Belfast Telegraph

I'm sorry for the fish, says dad after Black ashes ditched at sea

By Claire McNeilly

A father who believes his 13-year-old daughter was murdered by child serial killer Robert Black has said he feels "sorry for the fish" after it emerged that the paedophile's ashes were discarded at sea.

John Tate, whose daughter Genette went missing from a rural lane in Aylesbeare, Devon, in August 1978 was speaking after the Prison Service confirmed how Black's remains were disposed of three weeks after his cremation.

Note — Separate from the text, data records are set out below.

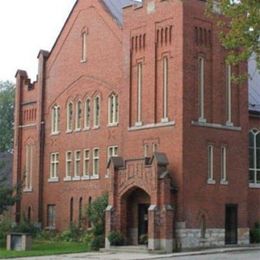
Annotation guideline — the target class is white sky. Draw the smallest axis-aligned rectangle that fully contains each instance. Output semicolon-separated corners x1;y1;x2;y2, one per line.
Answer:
0;0;76;82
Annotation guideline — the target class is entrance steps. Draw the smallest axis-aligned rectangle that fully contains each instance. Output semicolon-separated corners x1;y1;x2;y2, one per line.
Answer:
100;246;149;254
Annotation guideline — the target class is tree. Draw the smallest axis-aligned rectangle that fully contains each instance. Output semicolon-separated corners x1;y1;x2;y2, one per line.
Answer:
208;0;260;70
0;81;15;152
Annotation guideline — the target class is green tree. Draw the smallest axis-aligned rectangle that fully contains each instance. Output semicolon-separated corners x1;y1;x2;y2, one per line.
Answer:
208;0;260;70
0;81;15;152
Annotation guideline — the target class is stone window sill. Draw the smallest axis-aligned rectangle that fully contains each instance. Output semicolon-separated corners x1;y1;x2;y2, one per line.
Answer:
48;177;59;183
207;179;216;185
249;183;260;189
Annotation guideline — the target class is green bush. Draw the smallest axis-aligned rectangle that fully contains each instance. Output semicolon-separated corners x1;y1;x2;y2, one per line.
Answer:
60;223;83;242
250;222;260;243
90;235;105;251
108;231;125;246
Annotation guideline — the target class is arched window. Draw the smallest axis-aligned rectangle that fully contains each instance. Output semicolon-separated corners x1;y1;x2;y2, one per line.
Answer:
51;105;60;134
81;32;87;62
108;94;119;125
76;101;82;130
67;102;73;131
249;129;260;185
70;198;73;223
94;96;100;127
85;98;91;129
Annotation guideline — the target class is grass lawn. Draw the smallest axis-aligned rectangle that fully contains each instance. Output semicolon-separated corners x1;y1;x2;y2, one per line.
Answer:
0;240;89;259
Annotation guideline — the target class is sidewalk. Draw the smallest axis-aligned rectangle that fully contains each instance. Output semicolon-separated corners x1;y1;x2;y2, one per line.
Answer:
9;245;260;260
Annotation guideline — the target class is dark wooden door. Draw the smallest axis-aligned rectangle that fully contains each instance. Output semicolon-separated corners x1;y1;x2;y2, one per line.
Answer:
225;204;237;245
138;204;149;243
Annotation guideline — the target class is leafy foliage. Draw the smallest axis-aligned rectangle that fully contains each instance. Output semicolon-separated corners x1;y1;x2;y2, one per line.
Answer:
108;231;125;246
0;81;15;152
208;0;260;69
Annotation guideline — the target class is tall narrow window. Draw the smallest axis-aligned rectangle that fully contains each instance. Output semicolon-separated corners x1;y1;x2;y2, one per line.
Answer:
221;146;227;184
249;129;260;187
47;205;56;229
208;145;215;184
81;32;87;62
50;153;59;179
85;98;90;129
79;197;83;227
226;64;233;125
162;57;169;122
51;105;60;134
93;148;99;176
136;63;143;126
74;151;81;177
198;57;206;122
76;101;82;130
94;96;100;127
83;150;90;177
70;198;73;223
66;152;72;178
108;94;119;125
67;102;73;131
24;145;33;191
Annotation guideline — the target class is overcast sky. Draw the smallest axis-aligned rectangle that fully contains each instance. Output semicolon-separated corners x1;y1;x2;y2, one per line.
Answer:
0;0;76;81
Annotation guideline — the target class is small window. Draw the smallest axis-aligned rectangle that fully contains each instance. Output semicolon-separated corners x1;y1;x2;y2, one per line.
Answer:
85;98;90;129
83;150;90;176
66;152;72;177
94;96;100;128
93;148;99;176
108;94;119;125
81;32;87;62
76;101;82;130
51;105;60;134
47;205;56;229
208;145;214;181
67;102;73;131
74;151;81;177
50;153;59;179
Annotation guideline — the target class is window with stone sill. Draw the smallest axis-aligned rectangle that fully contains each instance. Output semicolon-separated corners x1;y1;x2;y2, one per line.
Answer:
248;129;260;187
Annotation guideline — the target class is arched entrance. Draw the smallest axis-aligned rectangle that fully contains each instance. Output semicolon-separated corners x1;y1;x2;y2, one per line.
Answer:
121;187;151;245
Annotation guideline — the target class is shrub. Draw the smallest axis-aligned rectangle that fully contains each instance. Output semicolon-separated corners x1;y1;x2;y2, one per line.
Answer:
60;223;83;242
250;222;260;243
90;235;105;251
108;231;125;246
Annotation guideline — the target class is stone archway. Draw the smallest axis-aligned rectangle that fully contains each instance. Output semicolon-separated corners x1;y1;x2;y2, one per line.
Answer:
121;187;151;245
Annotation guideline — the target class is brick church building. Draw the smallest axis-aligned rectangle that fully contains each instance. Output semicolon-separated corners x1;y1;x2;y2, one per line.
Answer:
13;0;260;252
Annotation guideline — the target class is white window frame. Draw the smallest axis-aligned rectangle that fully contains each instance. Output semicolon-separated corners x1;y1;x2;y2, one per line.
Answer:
84;98;91;130
226;64;233;126
24;144;33;192
135;62;143;126
220;145;228;184
49;152;60;182
161;56;169;123
51;105;60;134
73;150;81;180
198;56;207;123
81;31;88;62
92;148;100;178
249;129;260;188
67;102;73;132
64;151;73;180
208;144;216;184
75;100;82;131
94;96;101;128
82;149;91;179
108;93;119;126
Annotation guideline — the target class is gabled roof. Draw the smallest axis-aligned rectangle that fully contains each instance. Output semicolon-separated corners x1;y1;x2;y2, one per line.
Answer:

The 68-year-old sex offender died on January 12 at Maghaberry Prison, where he was serving 12 life sentences for the kidnap and murder of four little children, including nine-year-old Ballinderry schoolgirl Jennifer Cardy.

It was likely that Black, who was convicted of murdering Susan Maxwell, Caroline Hogg, Sarah Harper and Jennifer Cardy, was going to be charged with Genette's murder.

After hearing what had happened to Black's remains, Mr Tate said he "felt sorry for any fish that swallow his ashes".

"I hope they sank to the deepest, darkest, coldest part of the sea," he told a national newspaper.

"That would be fitting for such a cold killer - though if there's a Hell that's where he should be.

"Decent people would have cut a grave of his out of the ground."

Last Friday the Northern Ireland Prison Service said: "No one claimed Robert Black's ashes, which have now been scattered at sea without formal ceremony beyond these shores."

Mr Tate revealed he had also unsuccessfully attempted to visit the sex attacker in prison, adding: "I never got an opportunity - he wouldn't see me and we dropped it in the end."

The Scottish-born sex fiend stalked the roads of the UK searching for victims.

His reign of terror finished in 1990, when police officers caught him red-handed with a barely-alive six-year-old girl in the back of his van in the Scottish village of Stow.

She was hooded, bound, gagged and stuffed in a sleeping bag, and she had been sexually assaulted by the notorious paedophile moments earlier.

Once in custody detectives were able to link Black to a series of unsolved crimes over the previous decade.

There was fresh hope of a prosecution for Genette's murder after he lost an appeal against his conviction for Jennifer's murder.

Critically, the appeal court ruled that Black's offending was unique, so bad character evidence could be used to identify the offender at the scene - opening the door for detectives to revisit Genette's disappearance.